Purpose of the Invention

The object of the invention is to provide a more accurate and faster determination of the load imbalance of the elevator 10 and a method for determining the imbalance. It is a further object of the invention to provide how the determination is applied to motion control of the elevator system.

Characteristics of the Invention

The load system determination of the elevator system according to the invention is characterized by what is stated in the characterizing part of claim 1. The motion control of the elevator system according to the invention is characterized by what is described in the characterizing part of claim 6. The method of determining the load condition of an elevator system according to the invention is characterized by what is described in the characterizing part of claim 9. The method of controlling the movement of an elevator system according to the Kek-20 is characterized by what is described in the characterizing part of claim 10. Other aspects of the invention are characterized by what is stated in the other claims. Inventive embodiments are also disclosed in the specification of this application. The inventive content contained in the application may also be defined, unlike the claims below. The inventive content may also consist of several separate inventions, 3 especially if the invention is considered in the light of the express or implied subtasks, or in terms of the benefits or classes of benefits achieved. In this case, some of the attributes contained in the claims below may be redundant for individual inventive ideas.

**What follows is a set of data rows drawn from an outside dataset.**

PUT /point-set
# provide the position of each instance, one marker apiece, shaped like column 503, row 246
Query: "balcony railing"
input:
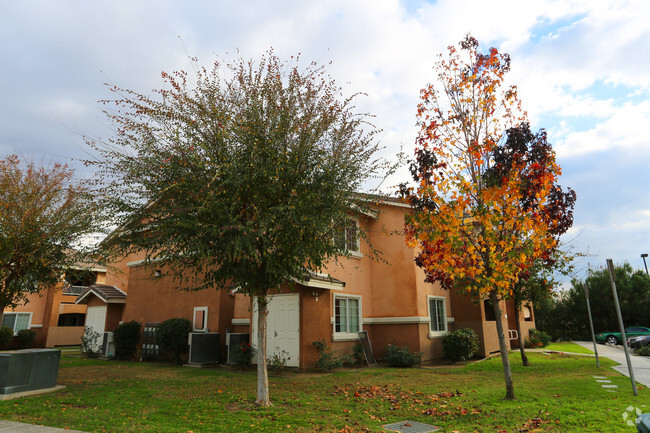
column 74, row 290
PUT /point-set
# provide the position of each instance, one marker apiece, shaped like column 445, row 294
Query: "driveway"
column 640, row 364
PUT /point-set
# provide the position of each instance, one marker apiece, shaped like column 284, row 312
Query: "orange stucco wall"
column 46, row 306
column 392, row 289
column 151, row 299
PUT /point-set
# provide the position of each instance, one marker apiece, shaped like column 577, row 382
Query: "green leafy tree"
column 44, row 214
column 241, row 176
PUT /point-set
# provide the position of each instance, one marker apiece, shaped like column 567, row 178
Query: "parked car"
column 638, row 342
column 615, row 337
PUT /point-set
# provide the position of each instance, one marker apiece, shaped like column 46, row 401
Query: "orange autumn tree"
column 478, row 224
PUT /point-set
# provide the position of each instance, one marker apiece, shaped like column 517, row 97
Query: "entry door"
column 96, row 320
column 283, row 327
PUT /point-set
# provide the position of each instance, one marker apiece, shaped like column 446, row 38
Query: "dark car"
column 615, row 337
column 638, row 342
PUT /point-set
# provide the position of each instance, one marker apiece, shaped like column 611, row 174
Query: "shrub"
column 326, row 359
column 460, row 345
column 6, row 335
column 127, row 337
column 644, row 351
column 278, row 360
column 172, row 336
column 25, row 338
column 539, row 336
column 244, row 356
column 401, row 357
column 91, row 343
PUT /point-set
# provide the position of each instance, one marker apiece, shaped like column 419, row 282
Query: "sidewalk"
column 17, row 427
column 640, row 364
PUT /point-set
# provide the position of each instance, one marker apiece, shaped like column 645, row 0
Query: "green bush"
column 401, row 357
column 172, row 336
column 540, row 336
column 326, row 359
column 91, row 343
column 127, row 337
column 25, row 338
column 460, row 345
column 6, row 335
column 644, row 351
column 278, row 360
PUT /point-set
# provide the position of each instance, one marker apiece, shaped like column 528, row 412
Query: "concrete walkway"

5 In this context, an elevator system means a lifting system generally intended for lifting persons or goods, such as a roller lift or other crane system, and on the other hand an elevator system also means a passenger or goods lift.

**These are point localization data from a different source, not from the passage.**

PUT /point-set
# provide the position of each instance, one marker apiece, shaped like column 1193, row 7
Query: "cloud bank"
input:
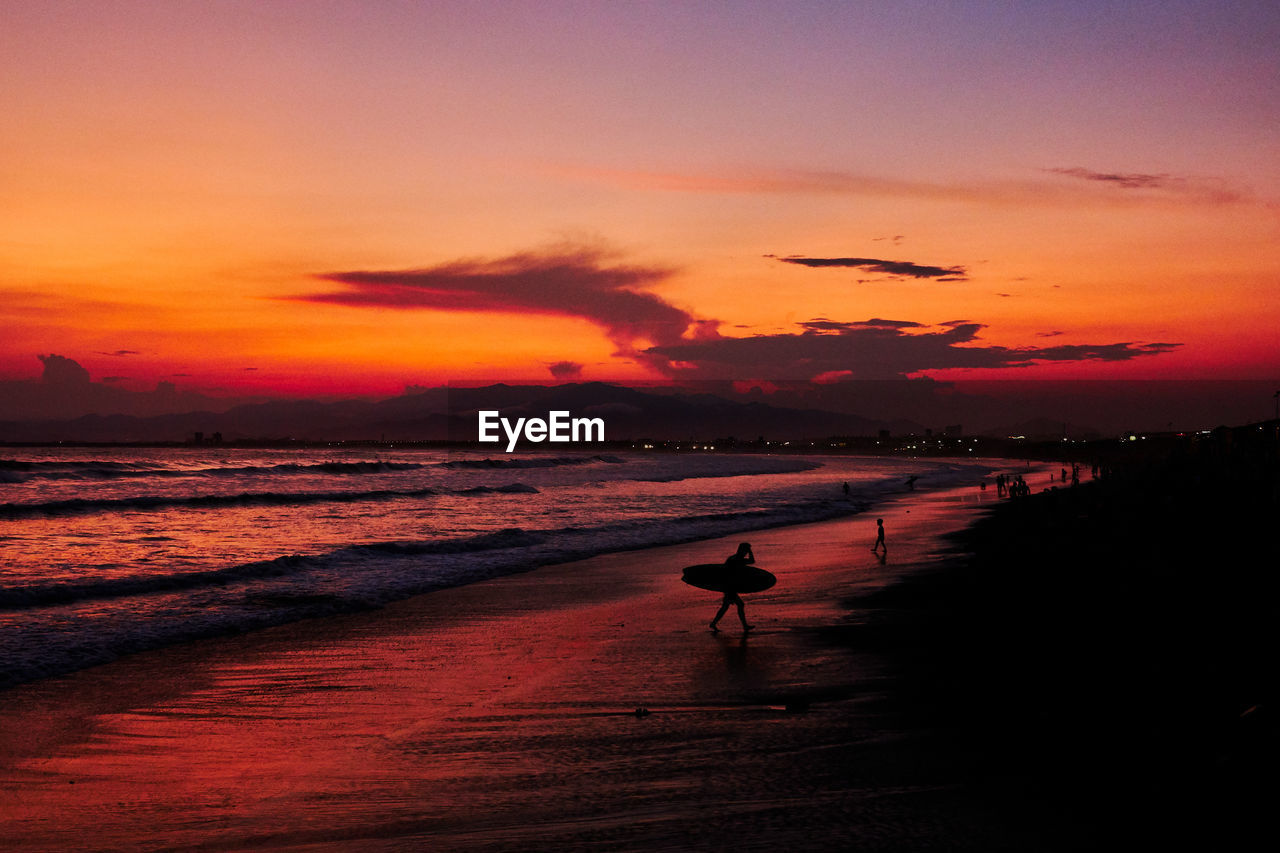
column 563, row 282
column 871, row 350
column 908, row 269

In one determination of the loading system of the elevator system according to the invention, the elevator system comprises an elevator car and a motor drive for moving the elevator car. 10 The load condition of the elevator system is then determined by the position deviation of the elevator motor during the load condition determination. The motor drive then comprises an elevator motor, which may be, for example, an electric motor, such as a DC motor or an AC motor, for example a synchronous motor. The elevator motor may be a rotary motor or a linear motor. The motor can also be a permanent magnet motor. 15 The motor drive is connected to the elevator car directly or, for example, via elevator ropes. The position deviation of the elevator motor here refers to the deviation from the starting position of the engine at the beginning of the load determination. When the loading condition is determined based on the position deviation of the elevator motor during the loading condition, the position deviation is determined either directly from the position of the elevator motor rotor 20, traction sheave or other part of the elevator car moving the elevator car, or possibly indirectly.

In one motion control of the elevator system according to the invention, the movement of the elevator car is motorized according to the motion instruction. The motion instruction here includes the elevator motor speed reference as well as the elevator motor torque feedback-25. The torque feedback of the elevator motor is determined based on at least the position deviation of the elevator motor during the determination of the load condition of the elevator system. Speed reference refers to a speed reference curve that varies over time or, for example, the position or location of an engine or elevator car, consisting of successive reference values that follow each other. Motor torque feedback refers to a torque feedback reference curve consisting of torque feedback reference values in a similar manner. The speed reference and torque feedback can be continuous or discrete.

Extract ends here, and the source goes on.